Le tortionnaire attend quelques instants que Jake réponde, mais celui-ci garde le silence, plus par épuisement que par bravade.

— C'est tout simplement de l'eau salée. Tu vois, la peau ne conduit pas bien l'électricité. Elle chauffe, elle brûle même. C'est douloureux, bien sûr, mais pas suffisamment. L'eau de mer, vois-tu, est un très bon conducteur en revanche.

Ceci dit, il asperge l'ancien flic, le froid le saisissant un court instant. Jake sait pertinemment que les moments à venir vont être abominables. Il en souffre presque par anticipation, imaginant la douleur de l'électricité parcourant sa peau. Mais, pour l'instant, contre toute attente, il a tenu bon et n'a pas donné le nom de Lionel.

Ce n'est bien entendu pas une question de loyauté. Il ne doit rien à son employeur. Il sait juste que, tant qu'il n'a pas parlé, il aura une chance de s'en sortir. S'il vide son sac, jamais ces types ne le laisseraient partir. Un pruneau solderait ses jours, désormais bien peu nombreux.
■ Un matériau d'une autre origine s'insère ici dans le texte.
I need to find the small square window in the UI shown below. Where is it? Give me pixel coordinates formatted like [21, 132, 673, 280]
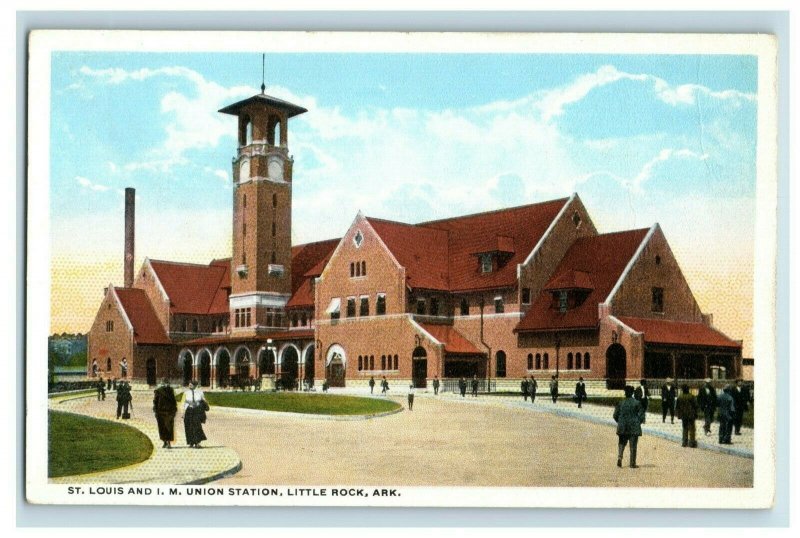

Lester se débarrasse du seau et dévoile une matraque électrique, le genre de modèle d'auto-défense que l'on trouve en libre circulation.

— Qui est ton employeur ? demande-t-il.

— Vas te faire...

L'insulte du privé se transforme en grognement d'agonie alors que le tortionnaire lui enfonce la matraque entre les côtes. Tous les muscles de son corps se contractent sous la douleur, ses yeux se révulsent. Tout s'arrête pourtant très vite, lorsque Lester retire l'objet de torture. Jake reprend un souffle qu'il n'a pas réalisé avoir perdu, une sensation de brûlure et d'engourdissement lui prenant tout le flanc.

— Qui est ton employeur ?

— Vas te...

Une nouvelle décharge lui déchire le torse, puis une seconde, et une troisième. Son cœur s'emballe, ses dents s'entrechoquent alors que les os de sa poitrine semblent s'échapper et la déchiqueter.

Le privé a perdu le compte, quand finalement un répit lui est donné. Ses jambes tremblent sous les crampes. Ses tympans vrillent. De la bave s'échappe de ses lèvres retroussées. Il s'attend à entendre une nouvelle fois la question quand Lester l'effleure, lui infligeant une décharge brève mais intense.

— Qui est ton employeur ?

Cette-fois il n'a pas la force de résister. La séance vient à peine de commencer et il n'en peut déjà plus. Lester passe dans son dos, et la matraque le touche entre les omoplates. Il s'apprête à hurler, mais l'autre homme n'a cette fois pas appuyé sur le bouton.

— Désolé vieux, je te fais marcher.

S'il avait encore un peu de force, Jake l'insulterait. Un autre contact, et cette fois l'homme s'y met pour de vrai, des décharges cruelles le transperçant. Les coups touchent aussi bien son dos que ses cuisses ou sa nuque, le crépitement à peine audible en comparaison des hurlements du privé.

Son cœur manque de rompre, mais jamais il ne perd conscience, ressentant tout ce que lui impose son bourreau pendant de longues minutes aux allures d'éternité.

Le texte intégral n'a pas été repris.